Hij werd misselijk van de spanningen in de taxi naar het hotel. De chauffeuse zag het in haar binnenspiegel. Normaal gesproken reisde zijn chauffeur altijd mee met Mason. Het was ook zijn persoonlijke lijfwacht. Maar dit keer had Mason zich al gehaast gevoeld en ging anders naar zijn zoon zoals hij altijd deed. Goed voorbereid.
 
“Gaat het meneer Markson?”
“Het gaat wel, geloof mij ik meld het u op tijd wanneer ik uw achterbank ga vol kotsen.” Mason herinnerde zich niet dat hij zijn naam had genoemd.
“Ach, het is allemaal plastic, zo veel kunt u niet verpesten.
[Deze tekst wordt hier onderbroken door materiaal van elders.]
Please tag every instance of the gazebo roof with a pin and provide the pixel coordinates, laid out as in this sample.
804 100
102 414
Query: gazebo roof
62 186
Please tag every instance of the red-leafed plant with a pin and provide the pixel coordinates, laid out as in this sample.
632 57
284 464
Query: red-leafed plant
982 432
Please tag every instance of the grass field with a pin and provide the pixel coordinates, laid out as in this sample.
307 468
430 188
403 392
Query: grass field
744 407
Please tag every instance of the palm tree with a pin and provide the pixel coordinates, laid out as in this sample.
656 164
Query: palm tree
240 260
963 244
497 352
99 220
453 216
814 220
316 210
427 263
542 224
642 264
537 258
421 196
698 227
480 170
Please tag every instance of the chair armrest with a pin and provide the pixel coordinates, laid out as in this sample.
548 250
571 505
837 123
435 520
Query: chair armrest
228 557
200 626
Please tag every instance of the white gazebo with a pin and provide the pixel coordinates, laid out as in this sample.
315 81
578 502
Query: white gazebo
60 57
Maar ik zie dat u het moeilijk heeft.”
“Tja, dat kunnen je kinderen doen, je rot gevoel gevoel geven.”
“Ik weet het, ik heb drie dochters tussen de vijftien en twintig. Verschrikkelijke pubers.”
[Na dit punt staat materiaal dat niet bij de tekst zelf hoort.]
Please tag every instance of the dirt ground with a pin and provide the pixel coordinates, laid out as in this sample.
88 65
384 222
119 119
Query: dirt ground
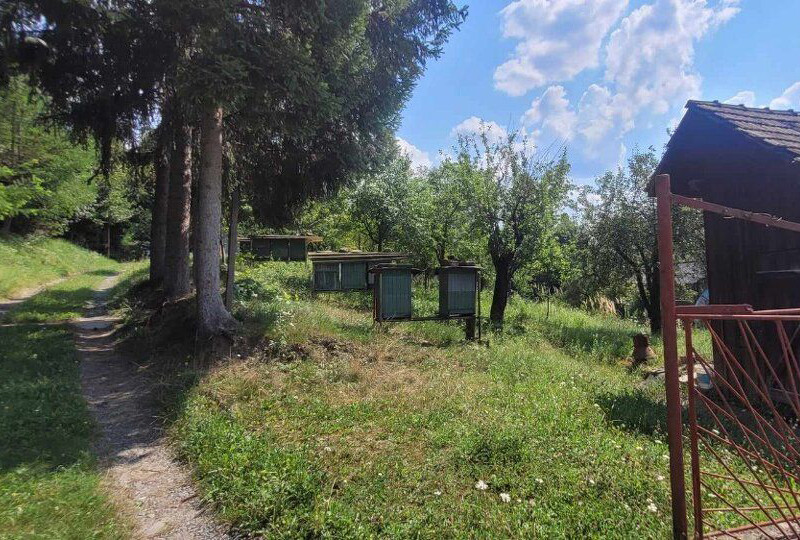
150 486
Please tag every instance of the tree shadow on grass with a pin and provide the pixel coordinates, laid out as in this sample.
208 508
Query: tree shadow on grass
50 306
43 418
634 410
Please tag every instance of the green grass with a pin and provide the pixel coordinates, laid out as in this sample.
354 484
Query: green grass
34 261
342 429
66 300
49 486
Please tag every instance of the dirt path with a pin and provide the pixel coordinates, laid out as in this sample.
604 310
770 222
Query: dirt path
141 471
7 304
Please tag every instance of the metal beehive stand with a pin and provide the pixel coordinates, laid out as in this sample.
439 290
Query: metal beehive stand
447 312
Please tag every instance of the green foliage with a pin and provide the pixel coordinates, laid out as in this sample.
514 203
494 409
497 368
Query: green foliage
618 236
34 261
49 486
44 177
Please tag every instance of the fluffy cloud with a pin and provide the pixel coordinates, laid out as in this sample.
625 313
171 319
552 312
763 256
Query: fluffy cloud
418 157
474 125
595 124
648 70
558 40
745 97
790 99
552 112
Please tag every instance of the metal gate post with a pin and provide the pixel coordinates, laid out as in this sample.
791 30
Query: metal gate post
669 335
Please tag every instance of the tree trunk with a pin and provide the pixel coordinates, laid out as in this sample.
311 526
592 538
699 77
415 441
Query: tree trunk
233 248
502 283
158 227
212 317
654 309
177 283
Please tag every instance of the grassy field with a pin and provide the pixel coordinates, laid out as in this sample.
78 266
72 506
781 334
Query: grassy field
337 429
30 262
49 483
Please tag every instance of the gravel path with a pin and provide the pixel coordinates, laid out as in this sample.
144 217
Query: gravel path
7 304
154 489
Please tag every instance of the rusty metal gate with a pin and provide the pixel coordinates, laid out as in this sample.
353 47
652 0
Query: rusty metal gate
741 401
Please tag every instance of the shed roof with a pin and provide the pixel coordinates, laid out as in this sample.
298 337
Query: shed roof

“Ik heb een jongen van achtendertig, een gevoelige jongen.” Mason observeerde de chauffeuse goed. Er klopte iets niet. Ze was veel te jong en te knap om drie jonge dochters te hebben. Vond hij. Daarbij klopte het horloge dat zij droeg niet. Mason had van Maddy geleerd waar op te letten bij namaakhorloges en dit was geen fake Cartier. De verfijning van details aan het horloge verraadde vaak de echtheid. Het knopje, de wijzerplaat, de afwerking van alle hoeken en rondingen.
“Hoelang nog naar het hotel?” Vroeg Mason. Hij was er nog nooit geweest dus kon ook absoluut niet zeggen of dit wel de juiste weg was naar het Amstel InterContinental. Ze reden ook al een tijdje op de snelweg, de A4 richting Den Haag. Mason begon nu echt te twijfelen. Op dat moment sloten de portieren zich vanzelf en was er binnen een fractie van een seconde een glazen plaat tussen hem en de chauffeuse. Ze glimlachte en drukte op een knopje in het dashboard. Mason hoorde een sissend geluid ter hoogte van zijn voeten. En dat was alles wat hij zich nog herinnerde.